Setlist: Faux Pharaoh, Phoenix, Ghosts, Dreamer, Anubis, Reaper on Your Heels, Bomber (Motörhead cover), California Son

 

hellacopters live2019 1Zügig geht es weiter, zumal vom WDR die heutige Show für die „Rockplast“ Reihe im Fernsehen mitgeschnitten wird. Tosender Applaus empfängt die Hellacopters aus der mittlerweile proppenvollen Halle. So macht das Spaß und ohne Kompromisse wird das Gaspedal durchgetreten. Frontmann Nicke, wie immer mit seiner unvermeidlichen, offiziersähnlichen Kappe, ist in seinem Element und dann natürlich Co-Frontmann Andreas Tyrone Dregen, kurz nur als Dregen bekannt. Der schwerstens tätowierte Gitarrist und Gründungsmitglied der Backyard Babies genauso wie von den Hellacopters hat bestimmt tausend Sympathisanten im Publikum, die ihn ausgiebig bejubeln. Und er begrüßt sie alle, voller Freude über diese Zuneigung. Es ist schon ein volles Brett was die Jungs da fahren, anders kann man es nicht beschreiben. Vollgas von Anfang bis Ende, selbst der Keyboarder geht ab wie ein Zäpfchen mit teilweise akrobatischen Verrenkungen an seinen Tasten. Es ist ordentlich Bewegung auf der Bühne, so wie man das bei einer Show in diesem Genre auch erwarten kann. Währenddessen steigt die Temperatur im Innenraum in Sauna Bereiche, eine Abkühlung kommt immer dann, wenn mal wieder eine Salve volle Bierbecher in die Luft fliegt. Ausgelassen tanzende Fans, die sich selig in den Armen liegend, leuchtende Augen bei den Mädels ob der schmucken Jungs oben auf der Bühne. Das hat schon etwas Antörnendes und wer hier nicht auf seine Kosten kommt hat selber schuld. Was soll ich sagen, die beiden charismatischen Frontmänner spielen sich die Bälle zu und haben sichtlich Spaß daran zusammen ihre schnellen Riffs in die Halle zu feuern. hellacopters live2019 2Wenn wundert es auch, bei solch einer positiven Resonanz. Heute kommen sowohl die Musiker als auch die Leute im Publikum voll und ganz auf ihre Kosten. Mitten im Getümmel treffe ich plötzlich auf eine charmante Mitarbeiterin des Veranstalters der Show im direkt gegenüberliegenden Palladium. Ja, hier ist die Musik eben deutlich besser, da bin ich mir sicher. Ein kleines Manko, das aber auch ganz normal für Bands aus Schweden ist, man spielt selten länger als siebzig Minuten. Der Grund ist ein ganz einfacher, wie mir einst Sängerin Liv Jagrell erklärte. In Schweden sind die Zuschauer nach diesem Zeitraum dermaßen betrunken, das es wenig Sinn macht weiter zu spielen. Nun da sind wir hier anscheinend trinkfester und es gibt noch drei Songs als Zugabe die genauso abgefeiert werden.

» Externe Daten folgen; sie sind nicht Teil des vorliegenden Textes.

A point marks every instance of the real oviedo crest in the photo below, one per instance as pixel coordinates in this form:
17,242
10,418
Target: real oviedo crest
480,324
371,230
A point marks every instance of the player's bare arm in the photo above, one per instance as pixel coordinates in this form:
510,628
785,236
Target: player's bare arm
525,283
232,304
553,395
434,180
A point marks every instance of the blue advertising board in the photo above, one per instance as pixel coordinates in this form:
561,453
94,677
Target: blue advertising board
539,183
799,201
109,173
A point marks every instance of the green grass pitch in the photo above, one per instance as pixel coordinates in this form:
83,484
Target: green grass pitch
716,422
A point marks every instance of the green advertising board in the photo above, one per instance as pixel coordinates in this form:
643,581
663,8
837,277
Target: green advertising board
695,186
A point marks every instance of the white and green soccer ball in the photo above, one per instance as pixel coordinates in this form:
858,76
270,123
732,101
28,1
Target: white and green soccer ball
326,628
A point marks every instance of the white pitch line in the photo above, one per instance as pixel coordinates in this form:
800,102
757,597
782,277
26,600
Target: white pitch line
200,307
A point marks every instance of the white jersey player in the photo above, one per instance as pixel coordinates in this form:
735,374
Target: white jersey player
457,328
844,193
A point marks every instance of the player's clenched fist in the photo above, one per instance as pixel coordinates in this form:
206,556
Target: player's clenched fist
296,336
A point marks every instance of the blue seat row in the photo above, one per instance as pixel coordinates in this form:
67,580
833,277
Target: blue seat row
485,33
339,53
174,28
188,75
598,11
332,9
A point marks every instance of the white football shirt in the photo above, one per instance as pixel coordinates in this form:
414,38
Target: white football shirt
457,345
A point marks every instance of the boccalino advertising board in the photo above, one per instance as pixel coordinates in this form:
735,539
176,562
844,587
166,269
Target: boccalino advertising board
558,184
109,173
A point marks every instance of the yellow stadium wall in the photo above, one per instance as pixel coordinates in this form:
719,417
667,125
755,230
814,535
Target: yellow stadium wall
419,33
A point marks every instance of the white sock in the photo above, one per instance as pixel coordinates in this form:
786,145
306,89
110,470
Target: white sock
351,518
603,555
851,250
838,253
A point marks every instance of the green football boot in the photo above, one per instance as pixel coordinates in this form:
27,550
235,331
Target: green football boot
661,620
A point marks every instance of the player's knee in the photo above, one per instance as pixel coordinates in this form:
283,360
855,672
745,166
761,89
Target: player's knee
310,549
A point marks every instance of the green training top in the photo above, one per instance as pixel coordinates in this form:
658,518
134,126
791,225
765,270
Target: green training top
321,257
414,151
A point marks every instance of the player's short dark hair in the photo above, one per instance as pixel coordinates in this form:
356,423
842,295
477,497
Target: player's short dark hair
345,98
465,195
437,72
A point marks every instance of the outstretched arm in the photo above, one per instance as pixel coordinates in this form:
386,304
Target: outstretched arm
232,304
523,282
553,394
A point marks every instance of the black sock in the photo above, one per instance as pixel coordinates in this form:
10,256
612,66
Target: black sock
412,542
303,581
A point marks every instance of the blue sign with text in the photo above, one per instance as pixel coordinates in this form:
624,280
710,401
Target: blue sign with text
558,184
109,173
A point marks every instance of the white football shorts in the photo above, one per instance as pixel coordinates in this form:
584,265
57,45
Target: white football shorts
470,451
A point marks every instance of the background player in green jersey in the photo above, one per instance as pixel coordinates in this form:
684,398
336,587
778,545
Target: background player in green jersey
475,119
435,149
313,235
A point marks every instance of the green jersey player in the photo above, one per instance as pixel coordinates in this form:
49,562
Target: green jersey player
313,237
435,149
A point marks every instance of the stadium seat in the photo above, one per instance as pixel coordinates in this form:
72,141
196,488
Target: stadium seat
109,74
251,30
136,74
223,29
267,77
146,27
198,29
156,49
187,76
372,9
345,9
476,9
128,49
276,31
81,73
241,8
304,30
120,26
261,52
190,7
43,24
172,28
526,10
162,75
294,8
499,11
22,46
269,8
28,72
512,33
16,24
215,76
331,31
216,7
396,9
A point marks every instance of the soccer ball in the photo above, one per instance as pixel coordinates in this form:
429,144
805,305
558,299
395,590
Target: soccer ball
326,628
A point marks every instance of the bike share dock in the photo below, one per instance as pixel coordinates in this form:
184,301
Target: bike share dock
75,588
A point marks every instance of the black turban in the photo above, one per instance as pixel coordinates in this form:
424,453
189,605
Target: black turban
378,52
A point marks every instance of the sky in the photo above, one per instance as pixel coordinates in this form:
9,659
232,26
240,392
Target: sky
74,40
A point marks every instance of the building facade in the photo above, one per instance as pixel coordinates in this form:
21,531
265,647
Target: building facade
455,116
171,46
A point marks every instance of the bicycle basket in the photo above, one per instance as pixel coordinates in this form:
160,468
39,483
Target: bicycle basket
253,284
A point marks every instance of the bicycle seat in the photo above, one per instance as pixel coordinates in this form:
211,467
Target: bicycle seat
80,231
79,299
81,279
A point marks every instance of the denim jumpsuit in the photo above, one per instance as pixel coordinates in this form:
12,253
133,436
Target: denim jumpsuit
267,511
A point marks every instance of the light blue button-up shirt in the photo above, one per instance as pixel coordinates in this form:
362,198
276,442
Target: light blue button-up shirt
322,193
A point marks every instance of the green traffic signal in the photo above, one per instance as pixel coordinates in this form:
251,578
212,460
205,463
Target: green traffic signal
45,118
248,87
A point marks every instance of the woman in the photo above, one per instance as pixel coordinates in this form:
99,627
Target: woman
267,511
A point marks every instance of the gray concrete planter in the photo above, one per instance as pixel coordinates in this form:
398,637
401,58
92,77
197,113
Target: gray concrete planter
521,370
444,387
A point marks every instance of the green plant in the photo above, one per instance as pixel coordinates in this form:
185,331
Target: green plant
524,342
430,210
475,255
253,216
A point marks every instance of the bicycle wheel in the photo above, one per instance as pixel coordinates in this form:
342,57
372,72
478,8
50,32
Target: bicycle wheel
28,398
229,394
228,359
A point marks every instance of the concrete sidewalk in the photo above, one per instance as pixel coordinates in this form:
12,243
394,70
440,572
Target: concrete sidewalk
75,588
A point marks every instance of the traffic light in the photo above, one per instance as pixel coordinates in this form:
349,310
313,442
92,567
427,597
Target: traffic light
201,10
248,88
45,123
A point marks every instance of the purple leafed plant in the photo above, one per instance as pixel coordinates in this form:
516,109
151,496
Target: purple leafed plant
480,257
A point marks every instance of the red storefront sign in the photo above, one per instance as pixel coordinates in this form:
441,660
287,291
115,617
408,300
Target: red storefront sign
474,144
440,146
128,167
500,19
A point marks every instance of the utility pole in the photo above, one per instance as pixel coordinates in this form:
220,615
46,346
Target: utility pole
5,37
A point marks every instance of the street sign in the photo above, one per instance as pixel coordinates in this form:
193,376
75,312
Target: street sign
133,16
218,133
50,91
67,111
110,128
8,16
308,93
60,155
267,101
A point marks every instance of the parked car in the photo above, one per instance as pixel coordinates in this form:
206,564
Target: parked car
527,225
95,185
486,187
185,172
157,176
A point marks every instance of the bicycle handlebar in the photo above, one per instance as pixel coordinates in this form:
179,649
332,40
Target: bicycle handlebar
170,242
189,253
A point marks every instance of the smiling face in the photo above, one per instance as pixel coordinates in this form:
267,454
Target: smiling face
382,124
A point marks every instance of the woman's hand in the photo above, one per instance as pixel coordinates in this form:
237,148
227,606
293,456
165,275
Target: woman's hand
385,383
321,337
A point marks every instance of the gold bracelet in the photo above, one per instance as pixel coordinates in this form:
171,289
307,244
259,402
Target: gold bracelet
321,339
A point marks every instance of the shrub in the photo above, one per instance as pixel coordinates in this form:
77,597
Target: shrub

Setlist: Hopeless Case of a Kid in Denial, Alright Already Now, Carry Me Home, You Are Nothin', Born Broke, Like No Other Man, The Devil Stole The Beat From The Lord, My Mephistophelean Creed, Ghoul School, No Angel To Lay Me Away, Toys And Flavors, Down On Freestreet, Long Gone Losers, No Song Unheard, Psyched Out & Furious, Before the Fall, Soulseller, By the Grace of God, Tab, I'm in the Band, (Gotta Get Some Action) Now!